Dimmi con chi vai e ti dirò chi sei. C’era un club pronto ad accogliere il Venezuela di Nicolas Maduro, vale a dire uno dei tiranni più sanguinari al potere in questi anni nel mondo e capace di affamare la popolazione come pochi nella storia. I Brics, acronimo che da anni si riferisce all’organizzazione delle economie emergenti guidata da Cina e Russia, gli avrebbe spalancato volentieri la porta. Ad essersi messo di traverso è stato il Brasile di Luis Inacio Lula da Silva.
Rapporti con Brasile pessimi
Il presidente brasiliano non ha commentato l’indiscrezione, né ha presenziato al vertice. Formalmente, a causa di una caduta in casa che gli ha provocato un’emorragia cerebrale da monitorare. Adesso, si capisce che probabilmente avrà voluto evitare l’imbarazzo di opporsi all’ingresso del Venezuela davanti al suo leader in persona. I rapporti tra i due paesi sudamericani sono pessimi. Caracas ha indetto di recente un referendum per annettersi gran parte della Guyana, paese che li separa. Lula teme un’espansione militare di Maduro nella regione, nonché la volontà di mettere le mani sui giacimenti petroliferi dello stato confinante.
Maduro è su tutte le furie e per evitare lo scontro diretto con un altro leader di sinistra dell’area, ha addossato la responsabilità del veto a Paes, definito un “fascista sostenitore di Jair Bolsonaro”. La verità è che il Venezuela resta isolato e guarda con apprensione alle imminenti elezioni presidenziali negli Stati Uniti. Teme che Donald Trump possa tornare alla Casa Bianca. Furono sue le dure sanzioni del 2019, dopo che Maduro aveva vinto elezioni non riconosciute dalla Comunità internazionale, tra l’altro gravate da brogli.
Per UE è Gonzales il presidente legittimo
Nel luglio scorso, il presidente uscente si è dato un altro mandato di sei anni vincendo un’altra tornata giudicata truccata in patria e all’estero.
E l’anno scorso Maduro perdeva un altro sostenitore di peso nella regione: l’Argentina. Il nuovo presidente Javier Milei ha un’agenda di forte ostilità ai movimenti della sinistra radicale in Sud America.
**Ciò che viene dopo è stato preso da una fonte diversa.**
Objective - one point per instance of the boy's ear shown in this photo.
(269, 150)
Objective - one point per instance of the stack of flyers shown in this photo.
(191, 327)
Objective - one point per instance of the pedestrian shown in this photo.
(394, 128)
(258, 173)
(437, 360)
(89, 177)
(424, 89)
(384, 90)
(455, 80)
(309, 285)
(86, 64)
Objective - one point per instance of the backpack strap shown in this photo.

L’unico alleato che ancora prova a mediare rimasto nell’area è Gustavo Petro, presidente marxista della Colombia. Fatto sta che le estrazioni di petrolio del Venezuela stanno risalendo dagli abissi solo a seguito dell’allentamento dell’embargo di un anno fa, deciso dall’attuale amministrazione Biden. Questo sta consentendo all’economia domestica di crescere, anche se restano lontani i livelli di benessere raggiunti al 2013. Da allora, il Pil è collassato di quasi i tre quarti e 7,7 milioni di venezuelani si stima che siano fuggiti all’estero tra persecuzioni e fame.
Venezuela isolato
Maduro non può permettersi la riattivazione delle cosiddette sanzioni secondarie da parte di Washington, che renderebbe nuovamente più difficili le esportazioni. A differenza del passato, l’Unione Europea sta mostrandosi meno ambigua sul Venezuela. L’Europarlamento si è spostato a destra e i socialisti non riescono più a incidere in maniera totalizzante sulla politica estera. Loro era stato negli anni passati il tentativo di tenere Bruxelles alla larga da una presa di posizione decisa contro il regime “chavista”. In sé una votazione non muta granché per Caracas, ma l’esclusione dai Brics ha reso nitido l’isolamento internazionale. E se torna Trump, saranno dolori.